А между тем молодой человек, все еще стоя возле кровати, долго смотрел на нее спереди, потом сзади, потом опять спереди. Его интерес к ней был по-прежнему бесспорным, очевидным и неослабевающим. Гортензия протянула к нему руки. Он склонился к ней, и глава закончилась.
Второе межглавье
Продолжается прерванный рассказ
про обольщение Гортензии, который услышала
по телефону Иветта и передала Синулю;
тем самым мы восстанавливаем хронологию
событий
— Так она влюбилась? — спросил Синуль.
— Это мужчина ее жизни.
— И она сообщает это по телефону в его присутствии?
— Он ушел.
— Уже?
— Не говори глупостей, ему надо на работу!

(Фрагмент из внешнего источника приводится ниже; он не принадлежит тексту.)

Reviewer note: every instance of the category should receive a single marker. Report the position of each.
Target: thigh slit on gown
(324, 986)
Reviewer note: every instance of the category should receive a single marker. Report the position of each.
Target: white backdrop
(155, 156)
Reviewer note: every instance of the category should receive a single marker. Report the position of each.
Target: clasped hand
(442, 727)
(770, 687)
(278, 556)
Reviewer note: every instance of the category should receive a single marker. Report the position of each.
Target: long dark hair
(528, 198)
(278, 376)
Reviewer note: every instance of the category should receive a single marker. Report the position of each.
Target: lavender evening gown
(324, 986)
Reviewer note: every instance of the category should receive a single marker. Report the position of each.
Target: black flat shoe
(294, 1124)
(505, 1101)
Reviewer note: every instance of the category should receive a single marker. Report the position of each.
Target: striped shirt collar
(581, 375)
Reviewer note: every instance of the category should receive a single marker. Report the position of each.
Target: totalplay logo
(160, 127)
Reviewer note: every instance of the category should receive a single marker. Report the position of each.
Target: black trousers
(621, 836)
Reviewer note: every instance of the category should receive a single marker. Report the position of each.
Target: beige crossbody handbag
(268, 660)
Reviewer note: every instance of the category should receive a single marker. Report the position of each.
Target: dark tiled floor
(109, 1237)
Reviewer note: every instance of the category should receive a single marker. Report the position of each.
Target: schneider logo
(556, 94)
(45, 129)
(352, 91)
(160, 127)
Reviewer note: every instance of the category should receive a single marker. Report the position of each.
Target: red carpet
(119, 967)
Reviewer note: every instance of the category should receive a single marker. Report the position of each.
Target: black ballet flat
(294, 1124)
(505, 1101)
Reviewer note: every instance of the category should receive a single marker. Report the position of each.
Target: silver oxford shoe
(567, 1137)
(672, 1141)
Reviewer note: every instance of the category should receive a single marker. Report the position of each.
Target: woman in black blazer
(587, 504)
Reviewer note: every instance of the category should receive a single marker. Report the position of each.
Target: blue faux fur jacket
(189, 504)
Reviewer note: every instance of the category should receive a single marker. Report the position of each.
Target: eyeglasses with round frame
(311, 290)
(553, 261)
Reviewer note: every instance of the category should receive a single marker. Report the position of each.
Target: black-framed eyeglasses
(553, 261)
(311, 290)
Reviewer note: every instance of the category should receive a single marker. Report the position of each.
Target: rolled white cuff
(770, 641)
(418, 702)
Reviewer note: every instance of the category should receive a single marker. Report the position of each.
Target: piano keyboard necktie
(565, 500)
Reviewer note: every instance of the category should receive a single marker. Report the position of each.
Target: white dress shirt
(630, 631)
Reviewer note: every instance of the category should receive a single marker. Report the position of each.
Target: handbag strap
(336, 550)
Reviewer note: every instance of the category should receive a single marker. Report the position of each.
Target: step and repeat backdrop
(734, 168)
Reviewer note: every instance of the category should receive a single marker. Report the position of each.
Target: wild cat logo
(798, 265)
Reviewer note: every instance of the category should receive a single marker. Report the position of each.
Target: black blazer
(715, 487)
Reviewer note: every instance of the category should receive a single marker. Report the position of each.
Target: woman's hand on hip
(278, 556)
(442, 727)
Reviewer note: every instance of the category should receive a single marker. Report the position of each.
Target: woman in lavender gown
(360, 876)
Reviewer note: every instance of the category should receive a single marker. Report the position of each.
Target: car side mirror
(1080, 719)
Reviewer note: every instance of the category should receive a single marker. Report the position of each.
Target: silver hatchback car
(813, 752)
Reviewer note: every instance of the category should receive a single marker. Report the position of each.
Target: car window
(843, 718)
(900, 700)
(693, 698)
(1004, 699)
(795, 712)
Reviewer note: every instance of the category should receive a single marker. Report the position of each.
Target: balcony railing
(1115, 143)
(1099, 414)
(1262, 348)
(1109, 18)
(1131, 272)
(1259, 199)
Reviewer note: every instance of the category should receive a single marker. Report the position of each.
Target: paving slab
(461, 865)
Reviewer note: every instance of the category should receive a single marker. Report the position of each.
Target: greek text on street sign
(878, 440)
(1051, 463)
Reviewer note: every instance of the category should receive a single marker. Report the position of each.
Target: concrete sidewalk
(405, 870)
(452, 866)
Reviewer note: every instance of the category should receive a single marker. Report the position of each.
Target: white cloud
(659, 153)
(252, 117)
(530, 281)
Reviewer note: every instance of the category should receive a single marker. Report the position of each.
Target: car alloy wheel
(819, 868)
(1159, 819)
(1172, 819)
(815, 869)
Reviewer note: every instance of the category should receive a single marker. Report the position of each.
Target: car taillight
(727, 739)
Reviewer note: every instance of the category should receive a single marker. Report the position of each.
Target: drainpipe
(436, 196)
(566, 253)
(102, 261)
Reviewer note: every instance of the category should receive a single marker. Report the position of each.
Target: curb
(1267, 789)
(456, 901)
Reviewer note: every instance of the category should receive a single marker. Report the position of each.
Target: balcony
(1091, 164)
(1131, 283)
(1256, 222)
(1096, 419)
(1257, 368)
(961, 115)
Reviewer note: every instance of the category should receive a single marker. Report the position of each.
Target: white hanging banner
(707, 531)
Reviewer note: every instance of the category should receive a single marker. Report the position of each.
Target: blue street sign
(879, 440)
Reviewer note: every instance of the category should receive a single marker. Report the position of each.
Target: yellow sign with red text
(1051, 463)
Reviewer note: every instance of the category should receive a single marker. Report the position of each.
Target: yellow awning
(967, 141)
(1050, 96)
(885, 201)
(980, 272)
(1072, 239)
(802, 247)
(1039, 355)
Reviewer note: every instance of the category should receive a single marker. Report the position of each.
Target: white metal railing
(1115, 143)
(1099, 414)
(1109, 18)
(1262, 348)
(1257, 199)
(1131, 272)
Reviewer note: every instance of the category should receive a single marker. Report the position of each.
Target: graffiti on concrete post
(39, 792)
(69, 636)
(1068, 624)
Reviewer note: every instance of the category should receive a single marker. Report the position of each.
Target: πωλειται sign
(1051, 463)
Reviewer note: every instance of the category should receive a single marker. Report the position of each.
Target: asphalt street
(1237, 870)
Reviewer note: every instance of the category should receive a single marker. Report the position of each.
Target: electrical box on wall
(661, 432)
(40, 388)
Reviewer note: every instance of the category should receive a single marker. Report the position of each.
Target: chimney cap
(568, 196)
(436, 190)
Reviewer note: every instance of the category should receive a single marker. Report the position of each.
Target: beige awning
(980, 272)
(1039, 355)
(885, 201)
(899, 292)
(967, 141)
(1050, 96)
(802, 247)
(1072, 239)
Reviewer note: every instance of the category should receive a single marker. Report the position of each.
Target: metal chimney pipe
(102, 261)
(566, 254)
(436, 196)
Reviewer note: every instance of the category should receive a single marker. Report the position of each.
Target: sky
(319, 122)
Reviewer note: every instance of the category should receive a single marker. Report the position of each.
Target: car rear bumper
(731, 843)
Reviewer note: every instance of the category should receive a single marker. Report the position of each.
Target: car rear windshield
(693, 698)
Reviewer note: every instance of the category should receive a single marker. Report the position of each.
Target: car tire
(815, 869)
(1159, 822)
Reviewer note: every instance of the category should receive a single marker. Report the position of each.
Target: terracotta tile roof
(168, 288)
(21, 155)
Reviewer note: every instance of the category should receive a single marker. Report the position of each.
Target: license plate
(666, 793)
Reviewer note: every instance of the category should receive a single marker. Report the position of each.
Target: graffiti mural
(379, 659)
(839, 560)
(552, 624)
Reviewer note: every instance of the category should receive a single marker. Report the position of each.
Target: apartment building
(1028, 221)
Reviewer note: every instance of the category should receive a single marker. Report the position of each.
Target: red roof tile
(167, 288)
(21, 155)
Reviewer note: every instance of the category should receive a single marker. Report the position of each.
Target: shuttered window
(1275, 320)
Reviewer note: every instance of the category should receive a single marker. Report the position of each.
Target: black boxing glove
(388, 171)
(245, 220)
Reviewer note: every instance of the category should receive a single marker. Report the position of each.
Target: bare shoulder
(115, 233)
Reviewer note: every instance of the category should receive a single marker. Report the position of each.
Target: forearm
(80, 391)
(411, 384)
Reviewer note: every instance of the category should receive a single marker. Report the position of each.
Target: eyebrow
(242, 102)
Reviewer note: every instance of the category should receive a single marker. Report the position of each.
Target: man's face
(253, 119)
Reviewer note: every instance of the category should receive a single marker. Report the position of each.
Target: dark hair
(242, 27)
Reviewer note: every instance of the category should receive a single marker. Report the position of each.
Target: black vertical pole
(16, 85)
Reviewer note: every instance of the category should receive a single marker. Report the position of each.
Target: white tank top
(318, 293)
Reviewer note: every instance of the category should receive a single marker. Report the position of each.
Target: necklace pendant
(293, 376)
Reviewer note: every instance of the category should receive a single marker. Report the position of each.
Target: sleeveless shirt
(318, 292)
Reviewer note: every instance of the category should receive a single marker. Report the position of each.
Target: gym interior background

— А что в нем такого необыкновенного?
— Он прекрасно умеет заниматься любовью, и он ей сказал, что у нее абсолютно идеальные ягодицы, потому что между ягодицей и ляжкой нет никакой видимой границы.
Синуль задумался.
— Это действительно так? Я не знал, что у Гортензии…
— Ну да, это одно из достоинств ее фигуры.
— А чем он еще отличился, этот супермен?
— Он почти сразу угадал, как ее зовут.
— Надо же, — сказал Синуль.
— Да, и у него такая профессия, при которой приходится работать ночью, это называется — странствующий ночной антиквар.
Синуль поднял бровь.
— Повтори-ка.
Иветта повторила.
Синуль так и застыл с поднятой бровью. Он посмотрел на Иветту, и та тоже подняла бровь.
Поднимем бровь и мы.
Пока Иветта, Синуль, Автор и Читатель поднимают бровь (правую или левую?), мы вернемся назад, в послеполуденный час, когда неспешно завершилась глава, посвященная обольщению Гортензии.
Было жарко. Чуча мурлыкала, как умела она одна. Она мурлыкала, исполняя свой долг, но еще и для того, чтобы звуковые волны от ее мурлыканья, затронув усы Александра Владимировича и смутив его сердце, достигли лап и когтей, вонзившихся в деревянный подоконник кабинета профессора Орсэллса.
Профессор Орсэллс мыслил и громко храпел.
Но жара была такой, что перед тем как погрузиться в раздумья под мурлыканье, он открыл окно. Александр Владимирович прыгнул в комнату. Мурлыканье Чучи стало еще обольстительнее и нежнее.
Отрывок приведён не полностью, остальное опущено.